Photo by Vlada Karpovich

Hospice care is beneficial for patients, and it also provides comfort and assurance for loved ones.

“Hospice” may be a word everyone does not want to hear. That is because it sounds like placing or giving up your responsibility on somebody else. Then again, hospice care can sometimes be the best choice, especially for elderly loved ones, to live the remaining days of their lives. Thus, it would be prime to have an open mind in approaching the possibility of hospice care. After all, it can benefit your aging parent or grandparent and your family.

5 Ways Hospice Care Can Benefit Elderly Patients and Their Families

Aside from providing comfort and reducing pain and suffering, you might wonder: What are the other benefits of hospice care? As mentioned, hospice care is family-centered, which means that family members will remain the principal caregivers for in-home hospice services and have the support of experts who make scheduled and regular visits.  Family members are included in all decisions related to their loved ones in a hospice facility.

This team of experts for both in-home and in-facility hospice care includes nurses, a physician, a bereavement specialist, social workers. Facility hospice care is beneficial because it includes aides and volunteers. The goal is to ensure that a senior loved one is pain-free, comfortable, and can keep the highest quality of life. Additionally, they can aid you in making crucial decisions for the patient. That said, below are the five ways hospice care can benefit your aging parents or grandparents and the rest of the family:

#1. Personalized 24-Hour Care. A hospice care facility provides 24/7 care and support to patients and their families. The main focus is to ease the stress and anxiety of the patient and their loved ones. Also, whether the patient is in a hospice facility, long-term care facility, or assisted living, hospice care is available 24/7. This includes weekends and holidays. 

#2. Comprehensive Plan. A thorough plan is the key to ensuring patients are comfortable throughout their remaining days. This plan includes keeping family members abreast of the changes in condition.  Family members must provide information that directs the facility what must occur once the patient passes away. 

#3. Sense of Dignity. Hospice allows a patient to die with dignity. This means not being checked and prodded by healthcare workers every hour or hooked to machines. They also do not have to undergo invasive procedures to prolong their life. 

Families can focus on spending time with the patient by placing a loved one in hospice care.

#4. Reduced Financial Burdens. For most families, hospital bills can be overwhelming.

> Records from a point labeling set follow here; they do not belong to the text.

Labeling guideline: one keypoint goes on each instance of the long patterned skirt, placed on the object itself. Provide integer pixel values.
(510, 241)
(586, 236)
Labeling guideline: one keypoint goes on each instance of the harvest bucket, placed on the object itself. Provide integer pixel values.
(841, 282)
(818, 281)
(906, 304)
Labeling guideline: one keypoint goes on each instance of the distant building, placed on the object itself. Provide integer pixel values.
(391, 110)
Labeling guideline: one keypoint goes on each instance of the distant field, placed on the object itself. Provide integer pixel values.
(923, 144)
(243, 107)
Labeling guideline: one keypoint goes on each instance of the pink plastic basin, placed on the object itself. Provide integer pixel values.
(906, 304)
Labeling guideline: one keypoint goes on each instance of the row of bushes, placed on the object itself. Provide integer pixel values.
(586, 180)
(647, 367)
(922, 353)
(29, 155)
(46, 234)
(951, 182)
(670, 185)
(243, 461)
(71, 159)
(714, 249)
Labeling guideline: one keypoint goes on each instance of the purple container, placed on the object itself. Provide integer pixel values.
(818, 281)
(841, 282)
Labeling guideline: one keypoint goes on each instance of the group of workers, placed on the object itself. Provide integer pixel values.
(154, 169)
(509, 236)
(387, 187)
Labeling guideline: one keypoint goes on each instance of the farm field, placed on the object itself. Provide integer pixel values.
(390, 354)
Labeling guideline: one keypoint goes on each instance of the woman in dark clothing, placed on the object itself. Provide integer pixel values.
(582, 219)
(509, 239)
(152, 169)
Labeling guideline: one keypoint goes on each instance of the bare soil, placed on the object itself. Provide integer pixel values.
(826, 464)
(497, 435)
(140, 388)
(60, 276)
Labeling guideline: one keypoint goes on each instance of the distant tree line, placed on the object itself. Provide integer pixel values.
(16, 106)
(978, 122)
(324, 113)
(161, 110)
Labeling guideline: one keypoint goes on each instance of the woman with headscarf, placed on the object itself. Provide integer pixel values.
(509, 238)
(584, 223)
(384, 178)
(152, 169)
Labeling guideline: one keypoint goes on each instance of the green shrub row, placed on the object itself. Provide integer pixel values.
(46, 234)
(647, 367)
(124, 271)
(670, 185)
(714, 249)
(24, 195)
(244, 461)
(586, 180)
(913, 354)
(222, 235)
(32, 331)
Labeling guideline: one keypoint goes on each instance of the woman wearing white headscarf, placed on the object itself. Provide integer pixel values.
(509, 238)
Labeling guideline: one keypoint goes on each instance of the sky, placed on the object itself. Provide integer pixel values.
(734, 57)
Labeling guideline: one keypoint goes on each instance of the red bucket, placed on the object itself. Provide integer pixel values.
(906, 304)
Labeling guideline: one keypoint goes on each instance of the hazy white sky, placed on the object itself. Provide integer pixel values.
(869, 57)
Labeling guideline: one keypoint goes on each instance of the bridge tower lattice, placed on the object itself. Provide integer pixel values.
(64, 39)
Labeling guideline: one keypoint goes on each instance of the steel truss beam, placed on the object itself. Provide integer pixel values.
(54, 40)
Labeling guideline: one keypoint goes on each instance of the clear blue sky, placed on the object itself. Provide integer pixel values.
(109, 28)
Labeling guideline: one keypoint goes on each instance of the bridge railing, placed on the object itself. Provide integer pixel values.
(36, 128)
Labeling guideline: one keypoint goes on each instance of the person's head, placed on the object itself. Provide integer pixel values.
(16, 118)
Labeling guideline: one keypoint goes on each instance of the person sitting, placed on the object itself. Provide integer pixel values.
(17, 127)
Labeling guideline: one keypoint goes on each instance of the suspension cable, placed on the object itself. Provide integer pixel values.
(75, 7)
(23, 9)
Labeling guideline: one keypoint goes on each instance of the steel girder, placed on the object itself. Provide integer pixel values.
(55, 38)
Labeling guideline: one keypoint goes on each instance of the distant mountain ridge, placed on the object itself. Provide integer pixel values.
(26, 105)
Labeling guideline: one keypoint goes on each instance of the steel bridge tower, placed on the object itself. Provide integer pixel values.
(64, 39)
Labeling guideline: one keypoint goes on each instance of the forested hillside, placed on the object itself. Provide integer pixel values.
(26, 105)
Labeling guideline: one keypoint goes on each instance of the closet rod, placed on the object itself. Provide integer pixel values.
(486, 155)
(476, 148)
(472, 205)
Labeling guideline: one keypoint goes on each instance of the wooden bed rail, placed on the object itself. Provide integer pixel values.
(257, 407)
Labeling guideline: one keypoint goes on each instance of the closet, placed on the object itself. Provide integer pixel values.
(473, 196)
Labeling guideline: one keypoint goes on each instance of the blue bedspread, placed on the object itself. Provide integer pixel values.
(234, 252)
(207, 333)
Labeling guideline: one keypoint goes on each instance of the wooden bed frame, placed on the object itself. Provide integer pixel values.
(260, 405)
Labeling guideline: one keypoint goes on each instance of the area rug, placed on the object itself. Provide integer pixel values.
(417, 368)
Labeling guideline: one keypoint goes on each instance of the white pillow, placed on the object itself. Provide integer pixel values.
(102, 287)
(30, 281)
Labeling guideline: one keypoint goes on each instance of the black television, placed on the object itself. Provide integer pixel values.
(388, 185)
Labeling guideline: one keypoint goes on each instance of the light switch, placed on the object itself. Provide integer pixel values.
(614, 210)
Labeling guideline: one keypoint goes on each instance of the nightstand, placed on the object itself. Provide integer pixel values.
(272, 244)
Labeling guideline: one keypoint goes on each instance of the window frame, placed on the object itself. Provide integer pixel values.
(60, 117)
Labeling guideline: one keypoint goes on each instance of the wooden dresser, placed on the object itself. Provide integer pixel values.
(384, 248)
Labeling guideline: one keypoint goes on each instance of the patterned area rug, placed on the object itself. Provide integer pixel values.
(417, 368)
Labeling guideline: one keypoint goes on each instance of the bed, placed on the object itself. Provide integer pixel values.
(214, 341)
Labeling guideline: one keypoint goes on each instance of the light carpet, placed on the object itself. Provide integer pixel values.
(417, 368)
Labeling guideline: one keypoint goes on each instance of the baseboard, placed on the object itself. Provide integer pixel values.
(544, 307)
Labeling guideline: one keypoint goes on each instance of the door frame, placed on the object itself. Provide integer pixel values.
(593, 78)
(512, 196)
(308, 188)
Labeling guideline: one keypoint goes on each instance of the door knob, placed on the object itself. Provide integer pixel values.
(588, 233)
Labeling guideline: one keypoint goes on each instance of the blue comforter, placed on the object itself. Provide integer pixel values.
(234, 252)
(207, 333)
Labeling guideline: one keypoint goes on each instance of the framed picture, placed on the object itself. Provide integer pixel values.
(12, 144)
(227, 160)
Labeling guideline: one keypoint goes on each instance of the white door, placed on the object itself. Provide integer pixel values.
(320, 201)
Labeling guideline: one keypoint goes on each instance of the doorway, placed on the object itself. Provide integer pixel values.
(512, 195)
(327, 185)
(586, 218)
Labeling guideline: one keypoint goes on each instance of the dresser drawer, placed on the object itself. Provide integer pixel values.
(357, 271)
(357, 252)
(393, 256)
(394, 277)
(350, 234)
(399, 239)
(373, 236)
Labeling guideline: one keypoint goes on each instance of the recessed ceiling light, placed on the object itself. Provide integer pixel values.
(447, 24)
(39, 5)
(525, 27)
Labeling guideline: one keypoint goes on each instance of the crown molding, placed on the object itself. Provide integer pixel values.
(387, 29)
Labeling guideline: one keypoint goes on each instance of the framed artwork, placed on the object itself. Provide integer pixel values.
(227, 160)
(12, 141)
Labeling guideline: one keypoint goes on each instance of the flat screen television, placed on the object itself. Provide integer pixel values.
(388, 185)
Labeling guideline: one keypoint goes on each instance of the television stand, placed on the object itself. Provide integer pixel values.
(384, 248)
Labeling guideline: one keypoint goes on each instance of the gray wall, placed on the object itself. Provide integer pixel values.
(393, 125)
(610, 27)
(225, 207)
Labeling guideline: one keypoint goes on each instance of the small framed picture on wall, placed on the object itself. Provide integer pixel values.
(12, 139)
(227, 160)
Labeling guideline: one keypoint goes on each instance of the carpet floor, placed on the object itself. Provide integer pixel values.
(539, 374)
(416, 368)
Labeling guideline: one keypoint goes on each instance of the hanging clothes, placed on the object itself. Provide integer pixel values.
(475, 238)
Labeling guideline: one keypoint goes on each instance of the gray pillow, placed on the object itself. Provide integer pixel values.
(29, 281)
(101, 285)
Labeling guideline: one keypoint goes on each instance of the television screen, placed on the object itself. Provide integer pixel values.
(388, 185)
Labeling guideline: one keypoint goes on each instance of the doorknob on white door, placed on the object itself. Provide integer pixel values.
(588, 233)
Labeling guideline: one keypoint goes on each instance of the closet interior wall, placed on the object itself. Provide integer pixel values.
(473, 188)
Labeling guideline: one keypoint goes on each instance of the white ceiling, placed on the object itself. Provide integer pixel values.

However, in hospice care, out-of-pocket costs are reduced.

#5. Enhanced Treatment. As a family, loved ones can only do so much for someone terminally ill. On the other hand, a hospice has a team of experts who can aid in reducing a patient’s suffering and pain. As such, they can allocate the rest of their abiding days in total comfort.

How to Start the Hospice Conversation

Understand the options. Know as much as you can about end-of-life care options, such as both in-home and in-facility hospice, to offer reassurance and answer questions to your aging parents or loved ones. 

Start talking early on. Talk to your senior parents about their preferences for end-of-life care, ideally before their health fails.

Offer a listening ear. Listen to your aging loved ones’ concerns and empathize with the complex decisions they are facing. You can also read the caregiver book by Eleanor Gaccetta.  She shares in detail her experiences choosing the right hospice facility and the right care for her mother. This personal memoir will make you laugh or tug at your heart as the author shares her experiences about providing 24/7 care to her mother for 9 ½ years until her mother’s death at age 102. Reading this book, you will feel as though you are in the author’s living room, and she is telling her story and offering an abundance of advice and information

Ask to attend a doctor’s appointment. The family member who has Medical Power of Attorney should arrange a meeting with their elder loved one’s physician to discuss hospice care and the options.

You Now Decide

Hospice care is not the stage of life for curing an individual’s disease. Rather, it is about ensuring a terminally ill senior family member’s physical, mental, and spiritual well-being. Hospice care is beneficial because it is interdisciplinary and comprehensive. That is because a patient will require specialized end-of-life medical attention, and the family members simultaneously receive aid in processing their emotions during a difficult time.

So when an aging loved one is diagnosed with an end-stage illness and has a poor prognosis, never hesitate to consider hospice care.